Consider $p \ge \alpha \ge 1.$
If a sequence converges weakly in $L^p,$ say $u_n \rightharpoonup u$, is it true that: $$u_n^{\alpha} \rightharpoonup u^{\alpha} \text{ in $L^{p/ \alpha}$}$$
This question came to me, while trying to solve the following:
Composition of a weakly convergent sequence with a nonlinear function
We can always argue that $u_n^{\alpha}$ has a converging subsequence, but I couldn't go anywhere with this.
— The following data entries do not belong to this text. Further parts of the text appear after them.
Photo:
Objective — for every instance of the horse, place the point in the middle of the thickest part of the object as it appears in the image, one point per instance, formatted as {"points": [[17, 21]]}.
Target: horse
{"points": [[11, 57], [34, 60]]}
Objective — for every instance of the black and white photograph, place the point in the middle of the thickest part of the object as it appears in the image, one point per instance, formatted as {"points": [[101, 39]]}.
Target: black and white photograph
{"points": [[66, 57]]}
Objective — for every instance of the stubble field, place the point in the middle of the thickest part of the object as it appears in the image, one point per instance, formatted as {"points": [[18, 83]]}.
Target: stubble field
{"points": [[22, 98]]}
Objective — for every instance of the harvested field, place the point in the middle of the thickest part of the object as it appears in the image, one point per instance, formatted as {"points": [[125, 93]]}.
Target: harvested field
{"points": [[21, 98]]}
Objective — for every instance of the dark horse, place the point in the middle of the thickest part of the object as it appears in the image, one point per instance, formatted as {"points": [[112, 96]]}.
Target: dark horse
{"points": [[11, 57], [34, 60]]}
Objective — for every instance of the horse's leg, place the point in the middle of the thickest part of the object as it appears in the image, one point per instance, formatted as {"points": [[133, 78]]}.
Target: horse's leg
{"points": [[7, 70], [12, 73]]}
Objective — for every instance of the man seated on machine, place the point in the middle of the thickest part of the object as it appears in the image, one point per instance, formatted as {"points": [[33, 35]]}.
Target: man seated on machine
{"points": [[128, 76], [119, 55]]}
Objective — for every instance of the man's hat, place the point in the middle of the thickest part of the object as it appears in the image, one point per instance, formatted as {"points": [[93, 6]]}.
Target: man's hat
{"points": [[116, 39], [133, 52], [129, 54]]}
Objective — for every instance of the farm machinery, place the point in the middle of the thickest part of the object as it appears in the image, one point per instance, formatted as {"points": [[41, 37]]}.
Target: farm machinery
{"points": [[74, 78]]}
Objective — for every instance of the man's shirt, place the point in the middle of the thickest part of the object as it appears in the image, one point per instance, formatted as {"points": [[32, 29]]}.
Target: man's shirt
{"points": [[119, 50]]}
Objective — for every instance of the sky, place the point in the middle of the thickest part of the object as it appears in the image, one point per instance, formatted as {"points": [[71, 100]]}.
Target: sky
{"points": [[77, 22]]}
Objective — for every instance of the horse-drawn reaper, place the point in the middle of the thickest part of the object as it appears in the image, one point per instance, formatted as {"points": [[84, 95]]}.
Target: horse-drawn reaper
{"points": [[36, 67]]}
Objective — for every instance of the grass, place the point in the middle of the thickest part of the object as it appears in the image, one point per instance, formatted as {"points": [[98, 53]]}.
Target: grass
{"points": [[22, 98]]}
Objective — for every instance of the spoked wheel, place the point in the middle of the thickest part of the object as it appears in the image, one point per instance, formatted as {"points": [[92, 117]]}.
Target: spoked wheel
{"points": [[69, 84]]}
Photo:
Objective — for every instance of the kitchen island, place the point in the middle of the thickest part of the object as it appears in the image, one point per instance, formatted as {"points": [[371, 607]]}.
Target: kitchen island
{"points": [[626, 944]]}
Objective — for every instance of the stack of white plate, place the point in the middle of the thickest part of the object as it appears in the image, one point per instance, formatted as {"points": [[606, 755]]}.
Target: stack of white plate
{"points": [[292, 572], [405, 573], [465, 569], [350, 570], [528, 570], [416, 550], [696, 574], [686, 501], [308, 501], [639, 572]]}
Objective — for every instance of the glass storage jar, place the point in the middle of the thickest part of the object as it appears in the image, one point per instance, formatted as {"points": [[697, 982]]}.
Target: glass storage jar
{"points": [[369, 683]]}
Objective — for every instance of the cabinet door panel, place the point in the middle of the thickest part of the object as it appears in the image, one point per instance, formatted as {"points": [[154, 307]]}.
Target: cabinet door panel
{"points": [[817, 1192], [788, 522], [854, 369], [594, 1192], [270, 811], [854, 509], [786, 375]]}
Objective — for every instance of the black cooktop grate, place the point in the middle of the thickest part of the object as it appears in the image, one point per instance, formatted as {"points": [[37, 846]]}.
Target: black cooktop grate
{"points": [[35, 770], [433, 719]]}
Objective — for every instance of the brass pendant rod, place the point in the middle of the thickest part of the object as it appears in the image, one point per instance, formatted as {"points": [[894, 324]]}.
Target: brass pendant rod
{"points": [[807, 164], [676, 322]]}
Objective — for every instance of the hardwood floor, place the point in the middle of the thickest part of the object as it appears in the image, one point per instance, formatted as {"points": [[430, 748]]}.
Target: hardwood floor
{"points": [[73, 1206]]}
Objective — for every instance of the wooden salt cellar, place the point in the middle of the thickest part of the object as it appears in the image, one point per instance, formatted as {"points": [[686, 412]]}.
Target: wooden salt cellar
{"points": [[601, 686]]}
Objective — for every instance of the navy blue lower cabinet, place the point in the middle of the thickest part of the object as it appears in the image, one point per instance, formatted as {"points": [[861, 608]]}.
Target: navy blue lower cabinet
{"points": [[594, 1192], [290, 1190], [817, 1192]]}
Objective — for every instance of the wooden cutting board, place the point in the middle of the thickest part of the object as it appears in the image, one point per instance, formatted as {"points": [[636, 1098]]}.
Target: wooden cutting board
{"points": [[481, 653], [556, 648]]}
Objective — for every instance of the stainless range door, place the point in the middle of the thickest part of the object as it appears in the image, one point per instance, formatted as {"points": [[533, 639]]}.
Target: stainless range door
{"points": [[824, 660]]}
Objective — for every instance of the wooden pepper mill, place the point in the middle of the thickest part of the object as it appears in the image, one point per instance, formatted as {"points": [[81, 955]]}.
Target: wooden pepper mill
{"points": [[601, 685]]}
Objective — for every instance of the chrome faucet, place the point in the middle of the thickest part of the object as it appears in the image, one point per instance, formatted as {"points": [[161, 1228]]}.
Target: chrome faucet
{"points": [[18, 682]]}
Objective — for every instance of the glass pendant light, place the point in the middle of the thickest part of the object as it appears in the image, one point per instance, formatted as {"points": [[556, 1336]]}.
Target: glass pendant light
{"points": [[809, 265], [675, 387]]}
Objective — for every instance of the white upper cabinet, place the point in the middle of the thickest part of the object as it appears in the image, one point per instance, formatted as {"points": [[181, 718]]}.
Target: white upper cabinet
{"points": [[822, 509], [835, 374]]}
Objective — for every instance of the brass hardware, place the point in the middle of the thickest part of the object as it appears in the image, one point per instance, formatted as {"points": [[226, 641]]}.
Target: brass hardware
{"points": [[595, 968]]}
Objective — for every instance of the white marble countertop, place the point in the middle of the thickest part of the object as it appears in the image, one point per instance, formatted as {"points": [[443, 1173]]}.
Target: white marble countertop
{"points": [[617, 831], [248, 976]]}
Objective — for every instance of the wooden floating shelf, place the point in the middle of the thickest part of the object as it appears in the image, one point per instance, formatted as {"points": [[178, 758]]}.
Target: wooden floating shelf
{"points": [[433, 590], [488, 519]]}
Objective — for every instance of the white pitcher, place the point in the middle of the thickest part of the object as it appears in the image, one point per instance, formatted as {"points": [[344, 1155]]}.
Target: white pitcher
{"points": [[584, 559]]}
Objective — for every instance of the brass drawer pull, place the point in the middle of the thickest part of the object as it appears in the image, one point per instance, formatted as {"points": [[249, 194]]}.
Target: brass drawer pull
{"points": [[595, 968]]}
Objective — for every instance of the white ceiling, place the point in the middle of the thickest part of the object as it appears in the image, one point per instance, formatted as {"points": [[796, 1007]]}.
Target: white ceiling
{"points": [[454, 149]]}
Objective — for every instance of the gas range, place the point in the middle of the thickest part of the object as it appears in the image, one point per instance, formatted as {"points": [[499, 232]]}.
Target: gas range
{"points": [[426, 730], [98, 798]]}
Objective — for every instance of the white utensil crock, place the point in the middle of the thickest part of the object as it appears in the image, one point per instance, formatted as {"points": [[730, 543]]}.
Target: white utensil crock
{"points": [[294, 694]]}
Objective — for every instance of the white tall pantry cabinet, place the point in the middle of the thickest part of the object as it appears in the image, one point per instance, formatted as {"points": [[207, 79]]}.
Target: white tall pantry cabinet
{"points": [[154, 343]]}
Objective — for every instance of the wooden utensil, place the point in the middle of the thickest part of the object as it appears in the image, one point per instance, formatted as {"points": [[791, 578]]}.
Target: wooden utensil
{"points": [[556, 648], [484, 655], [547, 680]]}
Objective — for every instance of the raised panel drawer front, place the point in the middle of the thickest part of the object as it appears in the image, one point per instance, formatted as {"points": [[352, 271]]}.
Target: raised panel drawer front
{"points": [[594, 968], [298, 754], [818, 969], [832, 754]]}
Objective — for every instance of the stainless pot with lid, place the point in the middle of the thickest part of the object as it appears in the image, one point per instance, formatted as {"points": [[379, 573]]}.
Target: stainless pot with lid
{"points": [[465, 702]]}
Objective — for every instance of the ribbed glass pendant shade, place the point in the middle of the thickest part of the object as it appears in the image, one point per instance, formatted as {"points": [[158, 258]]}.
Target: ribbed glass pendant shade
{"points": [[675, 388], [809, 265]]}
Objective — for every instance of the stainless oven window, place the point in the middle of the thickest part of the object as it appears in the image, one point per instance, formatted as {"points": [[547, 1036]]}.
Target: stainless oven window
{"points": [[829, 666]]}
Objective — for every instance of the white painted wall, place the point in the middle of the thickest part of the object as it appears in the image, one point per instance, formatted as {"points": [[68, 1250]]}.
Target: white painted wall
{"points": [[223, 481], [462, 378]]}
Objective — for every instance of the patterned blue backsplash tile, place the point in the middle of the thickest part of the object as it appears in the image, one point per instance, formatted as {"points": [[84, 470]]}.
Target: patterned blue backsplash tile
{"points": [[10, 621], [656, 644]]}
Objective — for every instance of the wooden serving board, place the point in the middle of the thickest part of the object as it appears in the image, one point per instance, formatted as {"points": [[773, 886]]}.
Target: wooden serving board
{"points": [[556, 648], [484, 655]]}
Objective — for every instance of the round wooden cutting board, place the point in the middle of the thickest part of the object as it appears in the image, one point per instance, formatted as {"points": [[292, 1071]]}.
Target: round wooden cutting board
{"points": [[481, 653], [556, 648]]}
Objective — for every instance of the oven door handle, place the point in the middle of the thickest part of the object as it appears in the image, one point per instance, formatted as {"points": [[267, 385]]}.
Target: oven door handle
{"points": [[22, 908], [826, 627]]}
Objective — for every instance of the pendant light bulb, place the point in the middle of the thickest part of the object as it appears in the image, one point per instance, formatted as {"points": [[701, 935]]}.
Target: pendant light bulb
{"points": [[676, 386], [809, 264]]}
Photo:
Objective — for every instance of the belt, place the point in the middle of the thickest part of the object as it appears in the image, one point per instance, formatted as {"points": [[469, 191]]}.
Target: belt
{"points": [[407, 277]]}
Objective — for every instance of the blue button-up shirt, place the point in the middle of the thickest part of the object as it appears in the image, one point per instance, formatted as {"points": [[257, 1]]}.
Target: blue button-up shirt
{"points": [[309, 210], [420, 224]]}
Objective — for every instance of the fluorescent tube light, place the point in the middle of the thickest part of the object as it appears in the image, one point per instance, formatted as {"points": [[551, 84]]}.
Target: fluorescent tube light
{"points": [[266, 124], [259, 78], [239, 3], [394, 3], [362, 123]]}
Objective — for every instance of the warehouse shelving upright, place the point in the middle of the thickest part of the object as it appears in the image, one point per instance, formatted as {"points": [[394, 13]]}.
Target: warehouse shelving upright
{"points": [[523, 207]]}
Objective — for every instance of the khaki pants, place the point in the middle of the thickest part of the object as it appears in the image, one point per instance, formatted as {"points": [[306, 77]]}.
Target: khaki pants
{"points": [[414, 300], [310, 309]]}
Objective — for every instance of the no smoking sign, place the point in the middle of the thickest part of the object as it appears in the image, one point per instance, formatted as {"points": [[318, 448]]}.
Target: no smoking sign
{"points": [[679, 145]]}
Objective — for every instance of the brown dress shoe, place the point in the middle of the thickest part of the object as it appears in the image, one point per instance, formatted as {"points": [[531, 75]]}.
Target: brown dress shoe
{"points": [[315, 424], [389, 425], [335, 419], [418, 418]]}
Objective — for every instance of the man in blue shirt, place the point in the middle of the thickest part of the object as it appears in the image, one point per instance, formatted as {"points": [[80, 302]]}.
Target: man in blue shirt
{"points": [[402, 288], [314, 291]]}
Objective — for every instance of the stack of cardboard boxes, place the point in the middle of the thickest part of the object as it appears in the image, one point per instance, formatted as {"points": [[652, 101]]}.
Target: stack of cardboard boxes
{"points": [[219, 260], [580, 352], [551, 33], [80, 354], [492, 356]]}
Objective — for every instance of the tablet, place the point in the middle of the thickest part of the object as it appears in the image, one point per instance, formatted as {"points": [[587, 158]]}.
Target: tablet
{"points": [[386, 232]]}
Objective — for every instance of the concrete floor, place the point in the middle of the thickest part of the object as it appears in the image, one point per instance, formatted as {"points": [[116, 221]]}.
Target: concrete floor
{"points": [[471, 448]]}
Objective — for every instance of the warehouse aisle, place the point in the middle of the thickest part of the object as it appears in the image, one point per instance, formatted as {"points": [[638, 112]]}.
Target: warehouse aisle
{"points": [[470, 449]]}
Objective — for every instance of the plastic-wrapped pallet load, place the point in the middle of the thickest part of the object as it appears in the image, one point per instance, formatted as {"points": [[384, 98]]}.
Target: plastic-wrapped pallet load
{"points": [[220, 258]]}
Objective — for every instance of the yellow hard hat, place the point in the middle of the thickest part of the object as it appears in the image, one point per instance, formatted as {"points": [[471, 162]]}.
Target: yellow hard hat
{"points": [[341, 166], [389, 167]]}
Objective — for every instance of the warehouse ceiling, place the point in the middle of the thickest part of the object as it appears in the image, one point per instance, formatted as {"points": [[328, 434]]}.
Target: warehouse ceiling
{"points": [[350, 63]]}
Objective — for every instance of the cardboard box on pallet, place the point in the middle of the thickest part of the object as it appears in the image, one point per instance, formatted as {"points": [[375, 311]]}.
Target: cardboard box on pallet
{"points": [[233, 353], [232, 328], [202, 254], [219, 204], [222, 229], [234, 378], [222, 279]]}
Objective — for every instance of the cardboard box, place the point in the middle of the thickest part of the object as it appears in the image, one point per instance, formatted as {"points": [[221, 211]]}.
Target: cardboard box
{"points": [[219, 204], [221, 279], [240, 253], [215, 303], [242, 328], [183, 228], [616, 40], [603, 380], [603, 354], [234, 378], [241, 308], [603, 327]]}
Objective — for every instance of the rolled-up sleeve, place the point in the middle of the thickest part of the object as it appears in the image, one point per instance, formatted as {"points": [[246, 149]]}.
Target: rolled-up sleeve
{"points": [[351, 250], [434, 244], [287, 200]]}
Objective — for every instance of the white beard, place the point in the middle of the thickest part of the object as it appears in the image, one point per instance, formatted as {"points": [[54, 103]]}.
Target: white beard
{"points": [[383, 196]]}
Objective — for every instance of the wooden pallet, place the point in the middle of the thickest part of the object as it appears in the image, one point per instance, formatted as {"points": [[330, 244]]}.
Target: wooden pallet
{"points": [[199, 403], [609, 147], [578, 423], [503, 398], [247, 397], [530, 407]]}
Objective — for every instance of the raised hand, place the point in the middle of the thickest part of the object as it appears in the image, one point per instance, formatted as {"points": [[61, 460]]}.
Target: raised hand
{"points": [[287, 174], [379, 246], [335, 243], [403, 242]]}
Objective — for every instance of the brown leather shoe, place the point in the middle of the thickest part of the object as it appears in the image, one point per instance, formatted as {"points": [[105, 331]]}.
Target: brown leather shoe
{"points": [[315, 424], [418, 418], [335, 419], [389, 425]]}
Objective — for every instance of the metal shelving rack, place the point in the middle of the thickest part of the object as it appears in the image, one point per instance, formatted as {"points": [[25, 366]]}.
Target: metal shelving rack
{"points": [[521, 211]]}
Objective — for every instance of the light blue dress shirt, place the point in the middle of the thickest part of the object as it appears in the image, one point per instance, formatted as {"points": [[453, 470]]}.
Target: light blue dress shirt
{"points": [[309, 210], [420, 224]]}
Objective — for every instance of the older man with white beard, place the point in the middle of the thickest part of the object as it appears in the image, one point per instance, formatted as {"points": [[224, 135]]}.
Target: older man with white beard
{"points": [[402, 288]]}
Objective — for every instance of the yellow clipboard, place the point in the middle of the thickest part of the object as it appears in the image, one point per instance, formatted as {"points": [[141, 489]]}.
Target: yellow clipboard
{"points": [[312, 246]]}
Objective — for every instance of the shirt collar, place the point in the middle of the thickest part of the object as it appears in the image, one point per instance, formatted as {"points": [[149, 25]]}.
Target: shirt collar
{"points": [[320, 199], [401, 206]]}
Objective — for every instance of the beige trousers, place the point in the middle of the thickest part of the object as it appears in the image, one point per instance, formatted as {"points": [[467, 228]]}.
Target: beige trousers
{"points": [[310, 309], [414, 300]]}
Assume that $p=\alpha=2$ and that we work on the unit interval. If the sequence $\left(u_n^2\right)_{n\geqslant 1}$ converges weakly to $u^2$ in $\mathbb L^1$, then using the fact that the constant function equal to $1$ belongs to $\left(\mathbb L^1\right)'$, we derive that $$\tag{*}\lVert u_n\rVert_2\to \lVert u\rVert_2.$$ If $\left(u_n\right)_{n\geqslant 1}$ converges to $u$ weakly in $\mathbb L^2$, then we can derive with the help of (*) that $\lVert u_n-u\rVert_2$ strongly in $\mathbb L^2$.
Therefore, any sequence in $\mathbb L^2(0,1)$ with converges in $\mathbb L^2$ weakly but not strongly qualifies for a counter-example.